“We have much to offer!” announced David Tacey, practising Catholic, author of 12 books, and professor at La Trobe University in Melbourne. Speaking at Summer Spirit, David said that while many fear that religion is losing its hold and that tradition has been rejected by modernity, religion does have a way of bouncing back. He pointed out that the word religio itself connotes return, renewal, and revival, and ligio meaning to bind back, to reconnect to the source.
“Christianity will go on because the message of Christ will endure. God, Christ, the Holy Spirit is taking care of this,” David said, adding that Christians need to communicate tradition using the Zeitgeist, the spirit of the time. David’s words and activities of the weekend itself would well encapsulate the theme and atmosphere of the annual Summer Spirit held 15–17 February at All Saints Floreat Uniting Church. At times vibrant and energetic, and quiet and reflective at others, the event revolved around the theme ‘Spirituality for Life’ in Australia’s growing secular society.
As well as David, the speakers during the weekend were psychologist John Gherardi; Lucy Moore of Messy Church; Rev Anne Wright, chaplain of Scotch College; palliative care pioneer Douglas Bridge, and Ian Robinson, chaplain of the University of Western Australia and organiser of Desert Journeys. Some 140 participants joined the plenary sessions and the workshop groups.
“Together you are the body of Christ,” Lucy reminded workshop participants. “Adults need children to help them be the complete body of Christ in worship. In the way that Jesus put a child in the centre, we need to be with children if we are truly to understand God. On the other hand, children need adults to model discipleship.”

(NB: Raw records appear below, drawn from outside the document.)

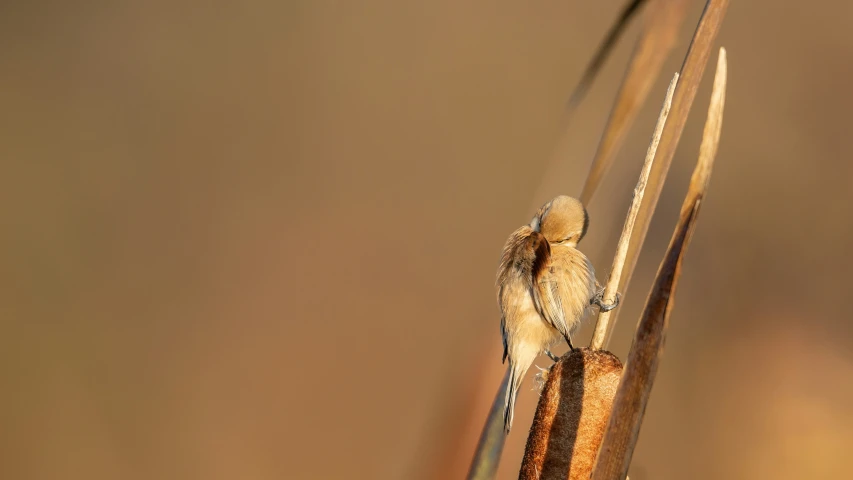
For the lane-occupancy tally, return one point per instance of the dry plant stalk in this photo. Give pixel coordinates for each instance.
(571, 416)
(623, 427)
(604, 49)
(576, 402)
(600, 332)
(662, 22)
(691, 75)
(487, 456)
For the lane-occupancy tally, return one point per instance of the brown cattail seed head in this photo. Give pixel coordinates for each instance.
(571, 416)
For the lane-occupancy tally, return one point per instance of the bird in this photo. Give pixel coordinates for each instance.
(545, 286)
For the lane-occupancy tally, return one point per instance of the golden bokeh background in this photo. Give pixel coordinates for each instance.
(258, 239)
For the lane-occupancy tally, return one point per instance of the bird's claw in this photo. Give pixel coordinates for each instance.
(540, 378)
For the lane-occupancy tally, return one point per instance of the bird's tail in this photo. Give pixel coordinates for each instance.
(516, 375)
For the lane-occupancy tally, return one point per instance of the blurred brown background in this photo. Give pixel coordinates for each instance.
(258, 239)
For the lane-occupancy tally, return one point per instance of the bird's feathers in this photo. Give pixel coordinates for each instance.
(562, 290)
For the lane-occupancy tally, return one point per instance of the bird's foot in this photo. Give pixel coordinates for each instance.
(551, 356)
(606, 307)
(540, 378)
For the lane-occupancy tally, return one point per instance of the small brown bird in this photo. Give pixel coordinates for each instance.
(545, 287)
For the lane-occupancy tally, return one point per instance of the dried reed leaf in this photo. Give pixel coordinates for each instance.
(662, 22)
(610, 288)
(623, 428)
(571, 416)
(690, 77)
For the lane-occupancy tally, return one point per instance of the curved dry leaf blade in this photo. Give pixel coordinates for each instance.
(623, 428)
(688, 83)
(610, 289)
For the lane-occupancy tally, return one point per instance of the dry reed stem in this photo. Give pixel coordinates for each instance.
(487, 456)
(609, 296)
(604, 50)
(690, 77)
(571, 416)
(662, 22)
(623, 427)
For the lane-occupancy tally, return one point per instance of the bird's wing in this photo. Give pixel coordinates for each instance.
(519, 257)
(563, 288)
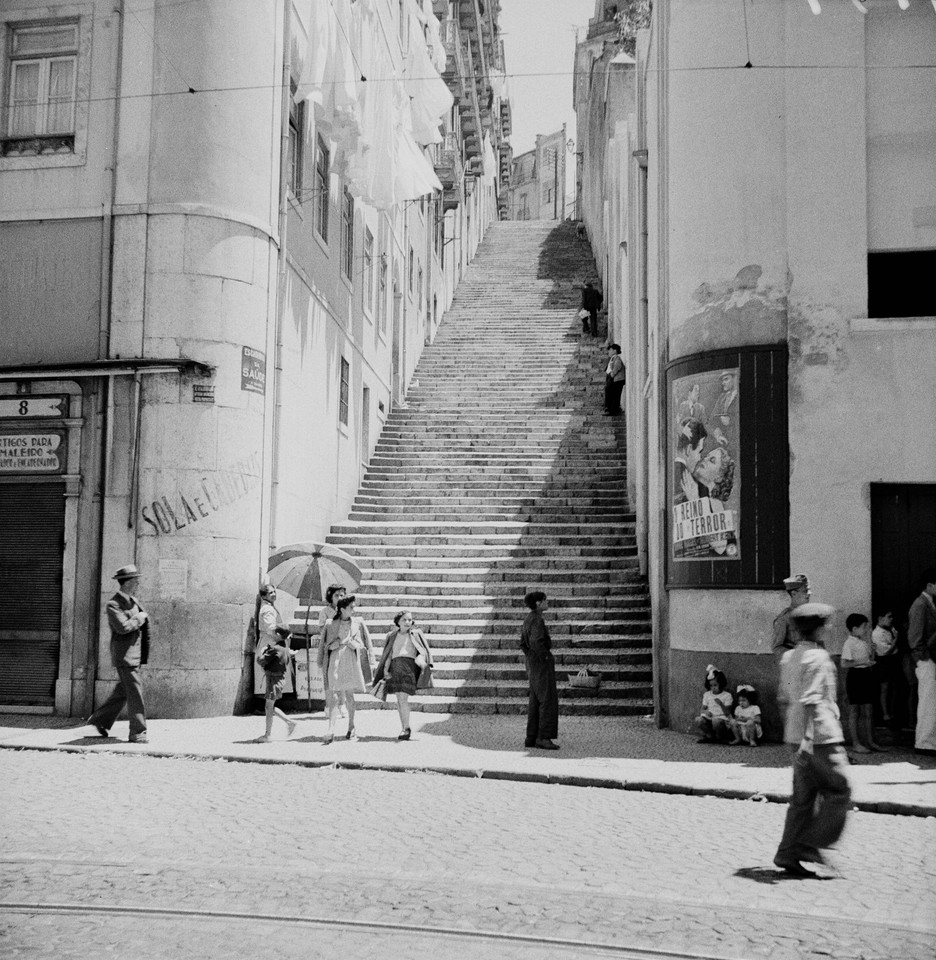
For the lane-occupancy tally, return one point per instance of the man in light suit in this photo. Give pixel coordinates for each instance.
(129, 625)
(921, 636)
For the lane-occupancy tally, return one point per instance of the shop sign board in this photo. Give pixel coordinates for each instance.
(23, 407)
(253, 370)
(38, 452)
(309, 679)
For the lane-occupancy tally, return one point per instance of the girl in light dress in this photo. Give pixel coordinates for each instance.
(406, 665)
(346, 644)
(332, 595)
(746, 722)
(716, 707)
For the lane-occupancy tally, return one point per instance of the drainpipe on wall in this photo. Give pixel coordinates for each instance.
(280, 301)
(105, 385)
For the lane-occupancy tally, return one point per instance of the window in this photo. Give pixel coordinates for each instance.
(382, 296)
(322, 164)
(41, 90)
(297, 112)
(900, 283)
(344, 392)
(347, 233)
(368, 270)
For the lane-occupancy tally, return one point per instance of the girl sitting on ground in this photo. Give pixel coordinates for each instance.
(746, 722)
(716, 707)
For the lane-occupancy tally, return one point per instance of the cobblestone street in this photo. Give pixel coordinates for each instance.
(259, 859)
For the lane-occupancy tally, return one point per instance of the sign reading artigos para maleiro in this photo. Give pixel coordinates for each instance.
(31, 452)
(253, 370)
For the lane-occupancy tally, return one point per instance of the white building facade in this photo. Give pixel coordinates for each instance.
(209, 305)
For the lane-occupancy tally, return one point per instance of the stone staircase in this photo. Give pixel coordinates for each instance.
(501, 475)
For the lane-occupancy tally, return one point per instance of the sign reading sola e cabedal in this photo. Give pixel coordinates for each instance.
(31, 452)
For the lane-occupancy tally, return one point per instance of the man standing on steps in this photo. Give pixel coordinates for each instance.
(591, 301)
(821, 791)
(543, 708)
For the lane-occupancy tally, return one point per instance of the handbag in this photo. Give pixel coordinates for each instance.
(584, 678)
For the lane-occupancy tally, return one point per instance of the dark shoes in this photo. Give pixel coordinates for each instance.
(793, 867)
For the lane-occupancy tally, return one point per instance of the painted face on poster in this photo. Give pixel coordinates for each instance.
(705, 482)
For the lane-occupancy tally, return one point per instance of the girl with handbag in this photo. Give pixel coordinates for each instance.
(406, 665)
(346, 643)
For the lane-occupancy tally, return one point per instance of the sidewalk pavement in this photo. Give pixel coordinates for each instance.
(627, 753)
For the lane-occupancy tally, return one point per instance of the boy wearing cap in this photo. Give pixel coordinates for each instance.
(821, 792)
(129, 625)
(786, 635)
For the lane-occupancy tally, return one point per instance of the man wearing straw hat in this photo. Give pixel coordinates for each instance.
(785, 634)
(129, 625)
(821, 792)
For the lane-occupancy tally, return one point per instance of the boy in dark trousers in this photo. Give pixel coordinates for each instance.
(274, 659)
(543, 709)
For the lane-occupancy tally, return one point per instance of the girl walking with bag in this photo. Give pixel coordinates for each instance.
(406, 665)
(346, 642)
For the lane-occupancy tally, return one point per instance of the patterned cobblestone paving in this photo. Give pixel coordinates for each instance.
(625, 869)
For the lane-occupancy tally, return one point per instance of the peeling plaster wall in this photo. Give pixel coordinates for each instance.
(863, 412)
(765, 184)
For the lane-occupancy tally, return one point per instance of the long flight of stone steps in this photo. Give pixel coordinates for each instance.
(500, 475)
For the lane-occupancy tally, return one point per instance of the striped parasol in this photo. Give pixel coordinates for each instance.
(307, 569)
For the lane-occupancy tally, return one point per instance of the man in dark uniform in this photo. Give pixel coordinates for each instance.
(543, 708)
(129, 625)
(786, 635)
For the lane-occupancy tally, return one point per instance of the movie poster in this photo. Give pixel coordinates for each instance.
(706, 483)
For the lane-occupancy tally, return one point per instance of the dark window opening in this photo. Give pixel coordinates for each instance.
(900, 283)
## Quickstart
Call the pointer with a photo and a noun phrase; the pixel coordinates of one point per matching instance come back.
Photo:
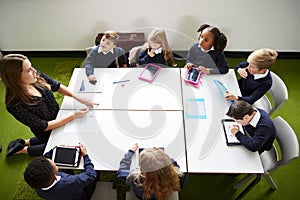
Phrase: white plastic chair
(104, 190)
(278, 93)
(288, 147)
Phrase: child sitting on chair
(156, 49)
(106, 54)
(43, 176)
(158, 177)
(207, 55)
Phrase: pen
(120, 81)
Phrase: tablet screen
(230, 138)
(193, 75)
(149, 73)
(66, 156)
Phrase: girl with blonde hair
(158, 177)
(156, 49)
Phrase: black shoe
(14, 142)
(15, 149)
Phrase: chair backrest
(131, 196)
(287, 141)
(278, 91)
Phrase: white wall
(72, 24)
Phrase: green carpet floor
(199, 186)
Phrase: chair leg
(270, 181)
(243, 181)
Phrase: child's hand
(151, 53)
(92, 78)
(134, 147)
(188, 66)
(204, 70)
(80, 113)
(87, 102)
(82, 149)
(242, 72)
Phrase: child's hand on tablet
(82, 149)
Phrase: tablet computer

Lucy led the Sunday worship service, showing how all-age worship could be meaningful to all. “We’re doing this on Palm Sunday,” Diane Boone of Willetton Uniting Church said after the service.
Confident in having heard Lucy and having two of her books in hand, Marian Crew said she would be organising Messy Church with others at the Uniting and the Anglican congregations in Gingin. Rev Anne Wright shared some of her findings for a doctoral research on worship among teenagers in churchrelated schools. Dr Doug Bridge spoke about healing in palliative care as a relational process involving movement towards an experience of integrity and wholeness that is facilitated by a caregiver’s intervention, but is dependent on the innate potential within the patient. He emphasised that health care must be whole, linking together meaning and purpose, connectedness to the moment to self, nature and God.
In the Bible studies that he led, Rev Dr Ian Robinson entered into the world view and experience of Jesus in the desert, a place similar to today’s highly contested environment.
“Spirituality, he said, “is not exotic, but mainstream and crucial if we are to open ourselves up to grace, strength and simplicity needed in the 21st century.”
At the end of the weekend, Marie Yuncken, chair of the Summer Spirit Committee, said that the themes wove well together and that “we’ve something to take away and use in our congregations.”